Лесть — оружие хитрых (или умных? а, может быть, хитроумных? да-да, именно так). Ей подвластны все разумные существа, все без исключения. Без скидки на возраст, пол, интеллект и количество имеющихся в наличии ног или лап. Подействовала она и на паука. В воздухе что-то зашуршало, заворочалось и слева от сидящих — аккурат между двумя ольхой и вязом, ро-овнехонько посредине — возникла серебристая звездочка. Крохотная, не больше мухи. Она то и дело подскакивала, кружась вокруг своей оси, и постепенно увеличивалась в размерах. Став величиной с крупное яблоко, она внезапно вспыхнула зеленым огнем. Полетели синие, желтые и белые искры, и все вокруг заволокло голубым дымом. На несколько минут мир вокруг потерял четкие очертания.
Эгберт, с открытым ртом наблюдавший за происходящим, наглотался дыма и теперь чихал и кашлял без остановки.

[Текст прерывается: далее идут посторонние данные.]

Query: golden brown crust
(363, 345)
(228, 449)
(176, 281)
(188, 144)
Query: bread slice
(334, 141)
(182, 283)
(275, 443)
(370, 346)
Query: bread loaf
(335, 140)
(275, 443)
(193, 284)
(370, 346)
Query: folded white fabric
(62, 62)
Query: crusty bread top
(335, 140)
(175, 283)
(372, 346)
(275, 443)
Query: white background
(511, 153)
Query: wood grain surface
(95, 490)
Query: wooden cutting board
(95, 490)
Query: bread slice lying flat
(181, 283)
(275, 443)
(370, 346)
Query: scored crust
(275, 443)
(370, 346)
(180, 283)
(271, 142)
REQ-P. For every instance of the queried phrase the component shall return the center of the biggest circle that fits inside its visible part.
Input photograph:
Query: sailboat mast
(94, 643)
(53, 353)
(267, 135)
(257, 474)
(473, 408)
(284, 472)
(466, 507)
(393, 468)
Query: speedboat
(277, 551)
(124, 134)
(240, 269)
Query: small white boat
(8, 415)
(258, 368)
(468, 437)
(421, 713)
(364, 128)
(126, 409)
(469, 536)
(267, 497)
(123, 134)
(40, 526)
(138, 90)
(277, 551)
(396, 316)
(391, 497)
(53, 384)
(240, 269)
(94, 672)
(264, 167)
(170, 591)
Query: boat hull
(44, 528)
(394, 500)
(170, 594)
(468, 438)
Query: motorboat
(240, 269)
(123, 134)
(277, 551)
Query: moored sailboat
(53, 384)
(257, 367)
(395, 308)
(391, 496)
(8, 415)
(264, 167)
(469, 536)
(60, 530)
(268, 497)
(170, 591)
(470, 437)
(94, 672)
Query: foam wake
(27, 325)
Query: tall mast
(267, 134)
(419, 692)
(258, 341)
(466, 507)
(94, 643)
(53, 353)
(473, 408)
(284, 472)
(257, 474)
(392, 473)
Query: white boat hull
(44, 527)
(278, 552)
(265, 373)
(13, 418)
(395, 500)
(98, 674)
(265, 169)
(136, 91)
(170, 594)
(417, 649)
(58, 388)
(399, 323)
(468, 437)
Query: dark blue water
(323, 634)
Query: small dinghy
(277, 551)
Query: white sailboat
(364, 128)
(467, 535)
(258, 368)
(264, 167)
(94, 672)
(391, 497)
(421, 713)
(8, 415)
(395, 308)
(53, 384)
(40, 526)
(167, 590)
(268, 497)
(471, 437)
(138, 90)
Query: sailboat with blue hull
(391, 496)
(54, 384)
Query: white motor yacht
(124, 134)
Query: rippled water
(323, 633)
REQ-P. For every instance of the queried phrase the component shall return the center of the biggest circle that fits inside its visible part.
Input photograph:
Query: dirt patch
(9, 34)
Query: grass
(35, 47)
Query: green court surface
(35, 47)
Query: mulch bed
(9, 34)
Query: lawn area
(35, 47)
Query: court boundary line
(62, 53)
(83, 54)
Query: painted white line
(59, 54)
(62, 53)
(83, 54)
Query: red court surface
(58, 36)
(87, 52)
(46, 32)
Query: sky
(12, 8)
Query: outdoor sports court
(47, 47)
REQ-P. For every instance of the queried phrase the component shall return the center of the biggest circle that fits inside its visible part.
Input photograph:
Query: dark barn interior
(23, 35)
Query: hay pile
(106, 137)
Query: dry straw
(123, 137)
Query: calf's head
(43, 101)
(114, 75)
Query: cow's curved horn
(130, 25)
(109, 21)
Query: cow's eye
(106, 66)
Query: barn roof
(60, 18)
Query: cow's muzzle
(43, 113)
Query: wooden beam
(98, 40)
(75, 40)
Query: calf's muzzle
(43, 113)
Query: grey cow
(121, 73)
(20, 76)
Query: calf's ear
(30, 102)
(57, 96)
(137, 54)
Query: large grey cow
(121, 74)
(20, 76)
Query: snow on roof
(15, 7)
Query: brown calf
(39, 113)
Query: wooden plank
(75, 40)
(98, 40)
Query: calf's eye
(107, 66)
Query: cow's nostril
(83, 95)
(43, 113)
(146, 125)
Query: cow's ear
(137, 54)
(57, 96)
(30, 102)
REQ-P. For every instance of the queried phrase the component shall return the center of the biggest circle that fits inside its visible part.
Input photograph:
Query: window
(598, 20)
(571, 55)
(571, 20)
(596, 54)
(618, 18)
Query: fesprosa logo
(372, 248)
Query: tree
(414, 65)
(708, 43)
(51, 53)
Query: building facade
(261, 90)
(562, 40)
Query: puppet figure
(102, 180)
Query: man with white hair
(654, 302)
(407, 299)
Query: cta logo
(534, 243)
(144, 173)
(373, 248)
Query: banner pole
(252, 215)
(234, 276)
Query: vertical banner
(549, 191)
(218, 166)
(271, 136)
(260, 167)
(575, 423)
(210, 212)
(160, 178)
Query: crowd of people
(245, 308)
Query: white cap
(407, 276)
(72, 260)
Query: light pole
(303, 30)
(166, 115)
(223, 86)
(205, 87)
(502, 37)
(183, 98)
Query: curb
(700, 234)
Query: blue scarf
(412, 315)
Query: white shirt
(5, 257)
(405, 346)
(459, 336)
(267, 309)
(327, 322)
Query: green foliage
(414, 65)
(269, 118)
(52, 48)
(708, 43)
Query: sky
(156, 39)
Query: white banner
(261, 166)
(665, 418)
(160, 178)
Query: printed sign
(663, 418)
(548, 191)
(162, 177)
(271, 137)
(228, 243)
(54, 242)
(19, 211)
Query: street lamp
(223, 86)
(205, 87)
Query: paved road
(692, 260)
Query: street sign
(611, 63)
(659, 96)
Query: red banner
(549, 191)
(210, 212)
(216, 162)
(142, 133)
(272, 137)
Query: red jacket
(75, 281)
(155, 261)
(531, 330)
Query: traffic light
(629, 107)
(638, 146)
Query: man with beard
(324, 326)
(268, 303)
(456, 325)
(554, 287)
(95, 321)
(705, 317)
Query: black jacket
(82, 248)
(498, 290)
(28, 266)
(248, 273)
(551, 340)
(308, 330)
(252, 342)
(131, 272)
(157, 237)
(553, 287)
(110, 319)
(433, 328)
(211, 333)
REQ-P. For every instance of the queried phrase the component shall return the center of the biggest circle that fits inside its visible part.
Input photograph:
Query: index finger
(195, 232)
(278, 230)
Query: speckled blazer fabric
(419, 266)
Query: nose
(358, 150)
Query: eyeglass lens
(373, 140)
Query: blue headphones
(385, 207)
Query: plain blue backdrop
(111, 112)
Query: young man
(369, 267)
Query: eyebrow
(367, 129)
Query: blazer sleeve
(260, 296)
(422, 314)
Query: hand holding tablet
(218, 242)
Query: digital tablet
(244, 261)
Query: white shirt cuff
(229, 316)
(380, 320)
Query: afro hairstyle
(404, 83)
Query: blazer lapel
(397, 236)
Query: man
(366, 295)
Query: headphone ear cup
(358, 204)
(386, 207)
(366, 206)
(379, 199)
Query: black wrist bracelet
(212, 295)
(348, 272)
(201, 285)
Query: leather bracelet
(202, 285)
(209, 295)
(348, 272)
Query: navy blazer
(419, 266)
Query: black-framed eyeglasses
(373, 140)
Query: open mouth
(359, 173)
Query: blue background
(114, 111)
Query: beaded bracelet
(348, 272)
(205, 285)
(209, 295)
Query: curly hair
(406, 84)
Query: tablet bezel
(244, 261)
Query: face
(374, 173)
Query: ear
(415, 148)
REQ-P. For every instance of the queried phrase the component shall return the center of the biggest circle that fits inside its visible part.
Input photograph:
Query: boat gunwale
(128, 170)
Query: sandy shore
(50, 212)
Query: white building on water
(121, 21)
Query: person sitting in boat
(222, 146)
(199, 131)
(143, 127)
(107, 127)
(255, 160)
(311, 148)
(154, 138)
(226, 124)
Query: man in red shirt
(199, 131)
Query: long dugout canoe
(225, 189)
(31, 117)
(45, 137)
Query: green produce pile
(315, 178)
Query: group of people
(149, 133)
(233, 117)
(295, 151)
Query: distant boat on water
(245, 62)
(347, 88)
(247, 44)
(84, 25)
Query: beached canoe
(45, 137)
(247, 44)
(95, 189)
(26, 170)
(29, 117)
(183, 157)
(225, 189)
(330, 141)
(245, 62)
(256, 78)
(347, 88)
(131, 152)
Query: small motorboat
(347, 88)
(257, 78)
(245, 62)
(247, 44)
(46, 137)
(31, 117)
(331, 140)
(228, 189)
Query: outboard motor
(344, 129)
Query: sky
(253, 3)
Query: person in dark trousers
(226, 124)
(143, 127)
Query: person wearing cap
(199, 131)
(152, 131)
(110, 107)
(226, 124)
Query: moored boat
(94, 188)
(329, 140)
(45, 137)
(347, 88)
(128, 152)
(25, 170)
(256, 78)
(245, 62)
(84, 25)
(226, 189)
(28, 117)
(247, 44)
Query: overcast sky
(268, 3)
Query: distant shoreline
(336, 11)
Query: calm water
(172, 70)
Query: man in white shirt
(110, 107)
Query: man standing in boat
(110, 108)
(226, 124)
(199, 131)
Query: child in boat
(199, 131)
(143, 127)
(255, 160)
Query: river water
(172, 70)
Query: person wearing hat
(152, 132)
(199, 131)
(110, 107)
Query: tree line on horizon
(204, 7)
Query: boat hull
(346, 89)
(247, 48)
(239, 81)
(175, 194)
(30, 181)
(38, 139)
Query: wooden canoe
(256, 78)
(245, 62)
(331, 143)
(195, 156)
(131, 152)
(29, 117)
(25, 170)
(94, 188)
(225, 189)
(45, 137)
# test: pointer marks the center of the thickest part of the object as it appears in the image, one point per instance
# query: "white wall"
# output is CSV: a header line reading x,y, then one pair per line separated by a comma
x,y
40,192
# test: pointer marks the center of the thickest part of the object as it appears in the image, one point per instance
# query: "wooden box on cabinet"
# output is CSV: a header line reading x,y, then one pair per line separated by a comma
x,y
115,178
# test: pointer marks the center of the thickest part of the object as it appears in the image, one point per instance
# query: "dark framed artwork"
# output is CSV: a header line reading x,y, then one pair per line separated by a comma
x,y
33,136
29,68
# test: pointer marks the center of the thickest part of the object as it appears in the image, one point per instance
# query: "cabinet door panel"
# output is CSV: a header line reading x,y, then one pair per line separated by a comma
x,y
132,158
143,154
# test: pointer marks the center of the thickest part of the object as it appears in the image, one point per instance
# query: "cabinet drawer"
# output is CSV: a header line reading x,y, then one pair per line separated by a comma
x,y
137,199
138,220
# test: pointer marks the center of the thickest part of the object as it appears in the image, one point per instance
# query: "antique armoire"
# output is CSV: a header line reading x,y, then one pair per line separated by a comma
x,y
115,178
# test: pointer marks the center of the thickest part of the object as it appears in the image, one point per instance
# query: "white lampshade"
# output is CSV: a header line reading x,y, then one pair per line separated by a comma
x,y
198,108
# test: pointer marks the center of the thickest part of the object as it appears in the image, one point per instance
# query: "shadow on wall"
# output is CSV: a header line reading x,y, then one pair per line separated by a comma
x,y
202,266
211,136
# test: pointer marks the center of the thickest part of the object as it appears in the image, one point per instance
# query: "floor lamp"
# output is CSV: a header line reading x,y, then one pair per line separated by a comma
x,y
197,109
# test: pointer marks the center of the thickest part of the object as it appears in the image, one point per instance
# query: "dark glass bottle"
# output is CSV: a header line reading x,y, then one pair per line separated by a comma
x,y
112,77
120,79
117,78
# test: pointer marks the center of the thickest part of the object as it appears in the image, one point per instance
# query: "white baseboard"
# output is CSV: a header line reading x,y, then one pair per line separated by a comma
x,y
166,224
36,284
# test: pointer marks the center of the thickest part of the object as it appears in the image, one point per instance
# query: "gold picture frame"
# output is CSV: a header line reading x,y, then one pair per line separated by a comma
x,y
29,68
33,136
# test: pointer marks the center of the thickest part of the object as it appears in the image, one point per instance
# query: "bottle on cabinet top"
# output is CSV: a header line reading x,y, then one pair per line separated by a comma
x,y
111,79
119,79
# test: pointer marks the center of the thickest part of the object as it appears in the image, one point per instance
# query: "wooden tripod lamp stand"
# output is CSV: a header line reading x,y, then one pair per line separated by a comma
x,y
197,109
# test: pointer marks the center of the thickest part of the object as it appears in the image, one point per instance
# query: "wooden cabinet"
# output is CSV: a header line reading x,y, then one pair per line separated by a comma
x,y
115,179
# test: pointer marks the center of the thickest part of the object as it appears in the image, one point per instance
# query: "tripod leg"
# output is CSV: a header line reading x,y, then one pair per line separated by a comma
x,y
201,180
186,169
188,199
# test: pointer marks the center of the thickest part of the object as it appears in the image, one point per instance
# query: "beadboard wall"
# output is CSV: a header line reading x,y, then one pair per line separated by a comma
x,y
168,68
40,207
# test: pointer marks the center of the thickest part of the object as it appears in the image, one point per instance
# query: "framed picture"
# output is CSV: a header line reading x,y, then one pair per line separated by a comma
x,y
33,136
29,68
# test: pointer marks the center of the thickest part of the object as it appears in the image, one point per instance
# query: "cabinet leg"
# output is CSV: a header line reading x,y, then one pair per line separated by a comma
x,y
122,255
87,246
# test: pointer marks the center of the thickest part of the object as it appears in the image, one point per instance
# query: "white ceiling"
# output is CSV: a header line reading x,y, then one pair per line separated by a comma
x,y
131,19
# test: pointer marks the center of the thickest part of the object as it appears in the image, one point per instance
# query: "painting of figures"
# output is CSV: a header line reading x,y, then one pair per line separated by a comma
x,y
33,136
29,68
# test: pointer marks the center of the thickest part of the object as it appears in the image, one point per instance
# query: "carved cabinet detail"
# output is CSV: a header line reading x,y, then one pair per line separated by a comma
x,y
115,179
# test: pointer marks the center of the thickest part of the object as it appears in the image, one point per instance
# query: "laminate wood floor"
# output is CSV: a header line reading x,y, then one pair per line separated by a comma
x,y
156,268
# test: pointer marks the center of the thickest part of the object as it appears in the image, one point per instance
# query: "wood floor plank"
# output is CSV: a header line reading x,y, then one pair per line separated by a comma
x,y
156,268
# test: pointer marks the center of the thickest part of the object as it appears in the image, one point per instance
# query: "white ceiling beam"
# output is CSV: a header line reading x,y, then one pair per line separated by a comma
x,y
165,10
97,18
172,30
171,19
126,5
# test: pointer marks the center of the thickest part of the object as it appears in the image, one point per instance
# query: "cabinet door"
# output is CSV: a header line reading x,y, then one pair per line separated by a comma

— Гер-ро-ой! — качая головой, заметил монах. — Ну, не может, не мо-ожет без спецэффектов!
— Ч-шего не с-сделаеш-ш для х-хорош-шей девуш-шки! Не для тебя ж-же мне с-старатьс-ся, с-старый невеж-жа! — послышалось из-за дымовой завесы. И огромный косматый паук, ослепительно сверкая серебристой (на этот раз) шубой, явился почтенной публике.
— Соизволил-таки. Ну, спасибо тебе! — не успокаивался старик.
— Дедушка! — укоризненно воскликнула Люсинда, делая страшные глаза.
Тот заерзал на бревне, хмурясь и кряхтя, но смолк.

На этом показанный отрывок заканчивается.